Regardless, the need to go beyond “fitness equals utility” by considering factors such as life history or differences in mating strategy is important. The authors suggest that we should consider human decision making as being geared to solve recurrent adaptive problems in different domains, whereby successful solutions in each are associated with increased fitness. The body of their article focuses on some examples of this approach.

In one section, they address attitudes to risk. Humans are normally risk averse, which Kenrick and colleagues suggest is consistent with empirical observations of loss aversion. Although this shorthand equating of risk aversion and loss aversion works some of the time, it sells these concepts short, along with the way that they are incorporated into Kahneman and Tversky’s prospect theory. Under prospect theory, people evaluate choices from a reference point, they show loss aversion (losses hurt more than gains) and they are risk averse when faced with two potential gains. However, in the domain of losses, they are actually risk seeking. When you combine these features with the human tendency to overweigh small probabilities, you obtain the fourfold pattern of risk attitudes. When an agent faces a moderate probability of a gain or a small probability of a loss, they will be risk averse. However, when faced with a low probability of a gain or a moderate probability of a loss, they will be risk seeking.

Kenrick and colleagues do make the important point that the attitudes to risk as predicted by prospect theory will vary with evolutionarily relevant factors. Men with mating motives will be more likely to take financial risks.  Women would not respond in the same way as women know that men give a lower value to the resources possessed by a mate. In the social domain, such as networks of friends, there tends to be loss aversion in both sexes, although this may reverse for men with mating motives.

This is a point of the article where a hat tip to the existing literature might have been most useful, as some economists have considered the evolutionary foundations of attitudes to risk. For example, Rubin and Paul examined the effect of mating motives on risk preferences in 1979. They developed a model where male fitness depended on attracting a mate, which was in turn a function of their resources (income). Rubin and Paul suggested that young men who do not have a mate are likely to be risk seeking in obtaining income as they have no mate to lose. Older men who already have a mate will tend to be risk averse, particularly given the huge level of income required to attract a second mate.
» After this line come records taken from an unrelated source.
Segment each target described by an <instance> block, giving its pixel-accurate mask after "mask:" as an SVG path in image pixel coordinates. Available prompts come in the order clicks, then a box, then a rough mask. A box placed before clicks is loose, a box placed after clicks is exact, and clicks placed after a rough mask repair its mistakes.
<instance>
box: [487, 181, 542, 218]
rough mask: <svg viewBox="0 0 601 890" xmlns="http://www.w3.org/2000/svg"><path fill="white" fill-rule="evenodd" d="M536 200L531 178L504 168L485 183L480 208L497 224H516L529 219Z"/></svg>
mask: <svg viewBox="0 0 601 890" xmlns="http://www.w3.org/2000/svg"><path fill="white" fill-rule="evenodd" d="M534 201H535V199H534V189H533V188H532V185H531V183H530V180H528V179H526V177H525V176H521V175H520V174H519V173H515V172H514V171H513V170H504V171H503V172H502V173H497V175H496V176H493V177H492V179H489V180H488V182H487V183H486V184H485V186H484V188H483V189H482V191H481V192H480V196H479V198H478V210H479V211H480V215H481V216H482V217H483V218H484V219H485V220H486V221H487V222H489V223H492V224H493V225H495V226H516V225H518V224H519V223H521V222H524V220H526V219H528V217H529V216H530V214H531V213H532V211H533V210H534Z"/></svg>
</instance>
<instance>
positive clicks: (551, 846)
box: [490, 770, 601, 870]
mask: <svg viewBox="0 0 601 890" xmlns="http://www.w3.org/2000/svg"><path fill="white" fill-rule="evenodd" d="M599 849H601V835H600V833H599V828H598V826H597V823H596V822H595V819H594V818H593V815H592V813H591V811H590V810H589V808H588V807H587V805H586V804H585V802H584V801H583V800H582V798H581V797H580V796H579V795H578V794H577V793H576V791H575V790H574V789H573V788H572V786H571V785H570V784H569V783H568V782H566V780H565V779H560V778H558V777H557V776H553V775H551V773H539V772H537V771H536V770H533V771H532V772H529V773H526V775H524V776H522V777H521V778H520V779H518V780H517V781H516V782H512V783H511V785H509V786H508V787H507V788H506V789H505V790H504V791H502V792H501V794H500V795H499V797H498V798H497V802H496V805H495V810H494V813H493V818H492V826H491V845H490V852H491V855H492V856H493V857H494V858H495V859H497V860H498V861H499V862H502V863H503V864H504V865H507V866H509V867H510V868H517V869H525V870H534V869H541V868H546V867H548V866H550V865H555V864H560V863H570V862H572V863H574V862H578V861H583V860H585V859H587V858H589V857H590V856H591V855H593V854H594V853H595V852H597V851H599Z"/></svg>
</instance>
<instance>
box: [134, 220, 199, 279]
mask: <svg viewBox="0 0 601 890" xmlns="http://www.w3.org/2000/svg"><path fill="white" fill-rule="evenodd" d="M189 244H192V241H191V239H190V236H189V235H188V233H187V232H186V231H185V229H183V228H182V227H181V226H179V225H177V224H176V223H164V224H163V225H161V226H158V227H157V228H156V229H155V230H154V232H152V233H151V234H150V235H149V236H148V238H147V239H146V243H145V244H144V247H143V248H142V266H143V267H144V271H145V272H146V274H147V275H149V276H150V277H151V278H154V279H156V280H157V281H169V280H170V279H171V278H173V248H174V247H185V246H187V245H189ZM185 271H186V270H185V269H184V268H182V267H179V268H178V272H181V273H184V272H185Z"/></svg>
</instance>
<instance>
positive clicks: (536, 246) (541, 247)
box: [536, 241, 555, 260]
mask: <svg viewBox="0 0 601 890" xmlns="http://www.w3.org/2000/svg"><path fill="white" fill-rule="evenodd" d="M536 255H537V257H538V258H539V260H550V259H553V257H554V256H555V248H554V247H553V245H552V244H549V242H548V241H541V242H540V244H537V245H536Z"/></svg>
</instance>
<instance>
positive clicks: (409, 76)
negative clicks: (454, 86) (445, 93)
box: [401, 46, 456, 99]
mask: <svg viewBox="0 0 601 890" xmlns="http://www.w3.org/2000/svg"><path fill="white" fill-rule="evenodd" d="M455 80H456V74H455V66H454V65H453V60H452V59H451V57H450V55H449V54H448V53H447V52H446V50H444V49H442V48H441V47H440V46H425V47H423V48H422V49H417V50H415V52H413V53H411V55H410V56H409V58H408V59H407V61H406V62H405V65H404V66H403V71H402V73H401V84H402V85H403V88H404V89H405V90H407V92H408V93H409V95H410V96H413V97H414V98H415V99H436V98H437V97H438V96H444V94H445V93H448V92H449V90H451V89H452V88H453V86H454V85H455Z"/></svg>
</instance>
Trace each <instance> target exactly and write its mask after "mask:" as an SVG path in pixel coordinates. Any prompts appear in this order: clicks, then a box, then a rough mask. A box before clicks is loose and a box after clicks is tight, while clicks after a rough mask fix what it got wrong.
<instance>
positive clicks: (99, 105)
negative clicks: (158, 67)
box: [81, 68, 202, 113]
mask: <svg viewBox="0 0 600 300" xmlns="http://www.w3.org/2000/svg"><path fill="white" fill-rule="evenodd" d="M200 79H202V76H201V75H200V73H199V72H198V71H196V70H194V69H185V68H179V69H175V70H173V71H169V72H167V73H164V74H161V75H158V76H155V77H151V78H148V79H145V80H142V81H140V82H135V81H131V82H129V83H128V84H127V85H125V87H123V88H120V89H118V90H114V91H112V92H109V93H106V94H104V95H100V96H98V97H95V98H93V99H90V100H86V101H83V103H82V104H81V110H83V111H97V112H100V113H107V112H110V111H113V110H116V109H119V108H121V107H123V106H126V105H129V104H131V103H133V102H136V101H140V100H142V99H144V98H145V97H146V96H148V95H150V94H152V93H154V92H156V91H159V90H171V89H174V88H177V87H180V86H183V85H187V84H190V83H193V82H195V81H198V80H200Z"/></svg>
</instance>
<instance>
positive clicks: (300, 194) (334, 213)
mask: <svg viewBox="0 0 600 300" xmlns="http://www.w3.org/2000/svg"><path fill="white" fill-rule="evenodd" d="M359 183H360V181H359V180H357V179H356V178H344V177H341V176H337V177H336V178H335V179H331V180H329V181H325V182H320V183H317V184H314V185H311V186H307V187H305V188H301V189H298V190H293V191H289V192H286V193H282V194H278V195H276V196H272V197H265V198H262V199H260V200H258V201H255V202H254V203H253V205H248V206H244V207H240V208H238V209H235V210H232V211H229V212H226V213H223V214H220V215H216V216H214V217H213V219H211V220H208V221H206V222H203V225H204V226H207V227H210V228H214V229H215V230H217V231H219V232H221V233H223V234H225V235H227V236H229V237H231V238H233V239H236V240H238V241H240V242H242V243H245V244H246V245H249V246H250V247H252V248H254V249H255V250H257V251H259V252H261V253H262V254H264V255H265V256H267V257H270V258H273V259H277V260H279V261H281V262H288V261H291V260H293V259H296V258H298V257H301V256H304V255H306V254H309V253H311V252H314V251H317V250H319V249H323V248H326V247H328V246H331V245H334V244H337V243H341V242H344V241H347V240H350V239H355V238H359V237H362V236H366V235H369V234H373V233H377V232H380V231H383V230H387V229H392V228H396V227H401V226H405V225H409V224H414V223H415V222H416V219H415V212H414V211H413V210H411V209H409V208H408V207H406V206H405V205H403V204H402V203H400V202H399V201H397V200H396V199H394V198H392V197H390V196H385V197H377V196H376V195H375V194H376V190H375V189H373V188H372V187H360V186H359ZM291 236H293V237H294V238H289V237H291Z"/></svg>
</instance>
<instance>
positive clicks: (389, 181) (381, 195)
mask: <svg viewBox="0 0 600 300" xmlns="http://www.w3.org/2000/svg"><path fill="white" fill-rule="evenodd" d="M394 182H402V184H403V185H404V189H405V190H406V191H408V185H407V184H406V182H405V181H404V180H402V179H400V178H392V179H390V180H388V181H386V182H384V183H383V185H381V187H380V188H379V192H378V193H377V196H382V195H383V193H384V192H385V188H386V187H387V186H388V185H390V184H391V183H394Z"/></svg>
In another section, Kenrick and colleagues look at the economic approach to choosing a basket of goods within a budget constraint. They argue that the weighting of each good will depend upon the domain in which an agent is making a mate choice. For example, promotion of a colleague at work may influence status motives and accordingly, the worker’s preferences between more time in the office and leisure will shift.

They also make the interesting distinction between traits in a potential mate being necessities or luxuries. Consider a female who needs a male to have a minimal level of resources to make sure her offspring survive. Due to diminishing marginal utility (another economic concept) as the male’s resources increase, she may start to look at other traits if there are plenty of males with enough resources. The pattern of consumption will be that resources are a necessity, while other traits are luxuries. A similar pattern might emerge for male preferences, initially prioritising fertility related traits, but then considering other traits if there are plentiful fertile females. Thus, when the necessity traits are scarce, we might expect large sex differences in mate preferences as each sex focuses on obtaining their different necessities. As these traits become more plentiful, traits that are luxuries are sought. If there is overlap between the luxuries of one sex with the necessities of the other sex, we would see smaller differences between the sexes in the traits sought in mates.

One issue Kenrick and colleagues do not spend much time on is why evolution has shaped domain-specific and not general decision rules. This is addressed in the evolutionary psychology literature, but to sell their argument to economists, they need to sell them the constraint inherent in the modular approach. Most evolutionary analysis of economic preferences struggles to incorporate “irrationality” through constraints, often due to a view that evolution is the ultimate rationality machine (and most economists fixation, conscious or not, with rationality). Selling to economists the picture of constrained, path-dependent evolution that leads to modular decision making and “deep rationality” could improve the economic endeavour considerably.